In this verification test, a gas to be treated at 40 ° C. containing ethyl acetate at a concentration of 2000 ppm was used as the organic solvent, and this was introduced into the organic solvent recovery system according to the example and the organic solvent recovery system according to the comparative example, respectively. The process was performed. Here, the same adsorption / desorption treatment apparatus is used in any organic solvent recovery system. As the adsorbent, the average pore diameter is 17.4 mm, the BET specific surface area is 1650 m ² / g, and the total pore volume is 0. 66 cm ³ / g of activated carbon fiber was used.

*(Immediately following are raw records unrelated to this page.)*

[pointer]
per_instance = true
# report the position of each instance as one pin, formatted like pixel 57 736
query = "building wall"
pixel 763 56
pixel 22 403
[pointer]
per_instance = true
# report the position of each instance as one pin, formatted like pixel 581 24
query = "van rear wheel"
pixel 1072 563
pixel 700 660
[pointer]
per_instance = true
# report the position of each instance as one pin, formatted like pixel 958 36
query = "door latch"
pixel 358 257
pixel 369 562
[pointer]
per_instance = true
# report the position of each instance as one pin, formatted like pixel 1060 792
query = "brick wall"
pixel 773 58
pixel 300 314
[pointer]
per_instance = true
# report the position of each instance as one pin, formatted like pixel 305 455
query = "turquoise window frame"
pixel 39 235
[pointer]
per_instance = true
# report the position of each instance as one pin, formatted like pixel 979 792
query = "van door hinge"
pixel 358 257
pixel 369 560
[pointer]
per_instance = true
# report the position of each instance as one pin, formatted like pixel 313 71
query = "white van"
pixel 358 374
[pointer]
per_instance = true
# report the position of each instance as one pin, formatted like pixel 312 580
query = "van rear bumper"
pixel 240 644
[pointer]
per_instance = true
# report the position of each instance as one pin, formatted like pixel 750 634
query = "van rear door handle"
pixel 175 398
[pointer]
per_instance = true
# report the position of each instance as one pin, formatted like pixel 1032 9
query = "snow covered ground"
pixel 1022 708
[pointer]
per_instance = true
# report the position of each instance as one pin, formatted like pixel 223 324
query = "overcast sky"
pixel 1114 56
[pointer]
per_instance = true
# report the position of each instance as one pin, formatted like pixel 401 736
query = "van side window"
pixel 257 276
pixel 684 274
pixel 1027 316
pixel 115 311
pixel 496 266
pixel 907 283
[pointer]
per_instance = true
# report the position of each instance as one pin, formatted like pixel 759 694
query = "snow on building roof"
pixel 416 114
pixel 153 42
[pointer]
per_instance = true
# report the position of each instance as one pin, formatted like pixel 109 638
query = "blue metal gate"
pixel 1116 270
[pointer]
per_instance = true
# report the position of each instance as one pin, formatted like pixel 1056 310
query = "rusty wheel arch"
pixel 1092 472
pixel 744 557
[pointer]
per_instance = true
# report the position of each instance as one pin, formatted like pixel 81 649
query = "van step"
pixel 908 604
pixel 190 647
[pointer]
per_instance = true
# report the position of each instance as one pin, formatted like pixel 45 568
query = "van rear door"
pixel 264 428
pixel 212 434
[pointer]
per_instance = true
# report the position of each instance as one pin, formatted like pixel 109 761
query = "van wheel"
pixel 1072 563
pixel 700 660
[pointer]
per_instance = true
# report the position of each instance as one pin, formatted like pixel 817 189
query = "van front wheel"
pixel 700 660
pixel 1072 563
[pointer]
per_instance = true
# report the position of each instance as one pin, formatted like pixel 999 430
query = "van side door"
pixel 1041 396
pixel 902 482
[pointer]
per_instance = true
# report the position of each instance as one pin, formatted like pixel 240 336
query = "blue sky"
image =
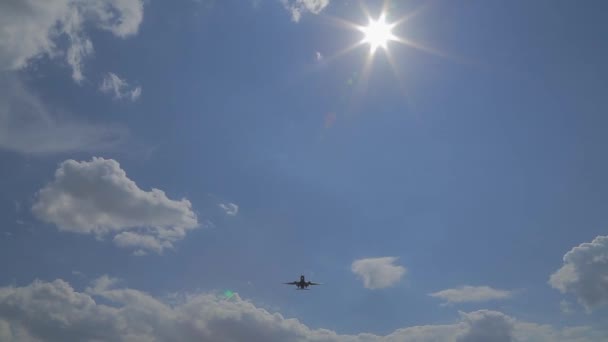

First, the gas to be treated is adsorbed by blowing air at a flow rate of 100 Nm ³ / min for 9 minutes to one treatment tank of an adsorption / desorption treatment device using a blower (not shown), and the gas to be treated is cleaned to obtain a treatment gas. As discharged. In that case, the concentration of ethyl acetate contained in the processing gas discharged from the adsorption / desorption processing apparatus is 20 ppm in both the organic solvent recovery system according to the example and the organic solvent recovery system according to the comparative example. It was confirmed that ethyl acetate was removed by the adsorption / desorption treatment apparatus at a removal rate of 99%.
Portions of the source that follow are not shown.